Experience Classicsonline
If Benjamin Godard's name is even vaguely familiar today, it's because of his Berceuse. Originally a tenor aria from the opera Jocelyn, the piece turned up in all sorts of instrumental arrangements as it gained in popularity - it was a staple of the sort of "Gems from the Classics" collections once beloved of amateur pianists - thus propagating a reflexive notion of Godard as a minor salon composer. The present program, rather grandly described as the composer's "complete piano trios", should do much to elevate his reputation.

I was partial to the adeptly crafted F major trio, which takes in a number of characteristically "French" features. Deep, rippling piano figurations set the opening pulse, over which violin and cello spin arching phrases; by contrast, the piano takes the lead in the more serene second theme. The remainder of the movement is intricately worked out, with the music's lyrical vein retaining primacy. The second movement is a flowing Adagio; concentrated and introspective, it's the emotional center of the piece. The third movement is a playful 6/8 scherzo, dominated by the scampering piano, in the familiar Saint-Saëns style. The finale maintains a dramatic surge and sweep through both its bold first subject and its gentler second one.

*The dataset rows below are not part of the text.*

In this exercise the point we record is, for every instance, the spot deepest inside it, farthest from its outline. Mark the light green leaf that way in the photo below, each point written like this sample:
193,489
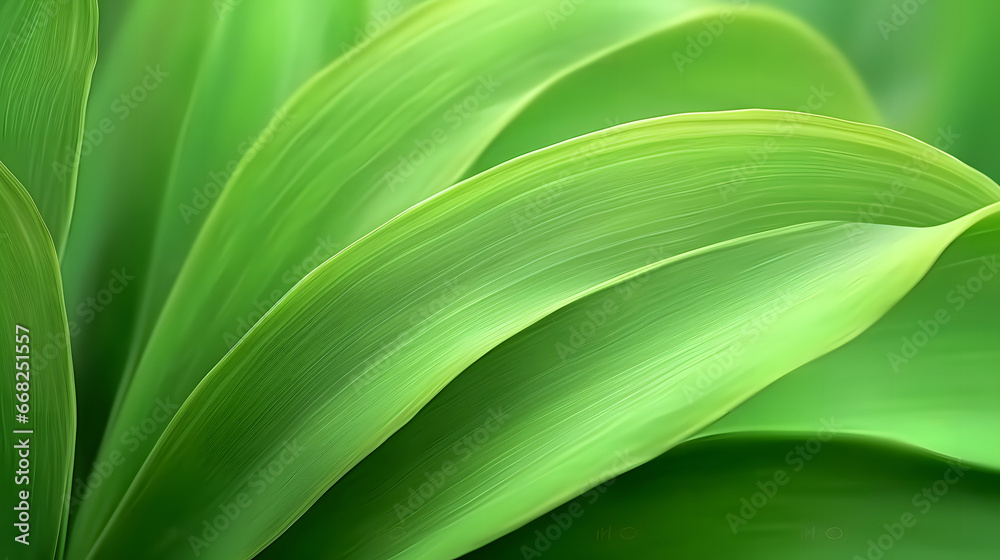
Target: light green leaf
924,375
339,364
608,383
231,280
47,54
36,395
848,500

The G minor trio - antedating its companion by just four years, despite the difference in opus numbers - is less imaginative, though equally attractive. The opening Allegro immediately embarks on a Franckian turbulence - the piano's filler patterns here verge on the overbearing - but with a more stable tonality, finally subsiding into calm at the close. The second movement takes a scherzando theme and shoehorns it into minuet rhythm, lending it an unexpectedly severe aspect; the following Andante quasi Adagio is restrained and lyrical. Unfortunately, the finale, which resumes the first movement's turbulent drive, more or less just stops - one wants not only a more emphatic conclusion, but a bit more of the movement, which feels disproportionately short.

The Trio Parnassus might better have "buttoned" that final cadence. Otherwise, their poised playing makes a strong case for all this music, including the tactful, sensitive Berceuse. The players seem always to find time to phrase expressively, yet the impression of clear purpose and artistic unanimity is never disturbed. The pianist, Chia Chou, deserves particular praise for his wide dynamic and tonal range: the arpeggiated patterns suggest reserves of tonal weight; elsewhere he articulates individual notes with a delicate, crystalline ping. Clear, warm, and appealing sound reproduction further enhances the proceedings.

Enthusiastically recommended, particularly to devotees of the French Romantics.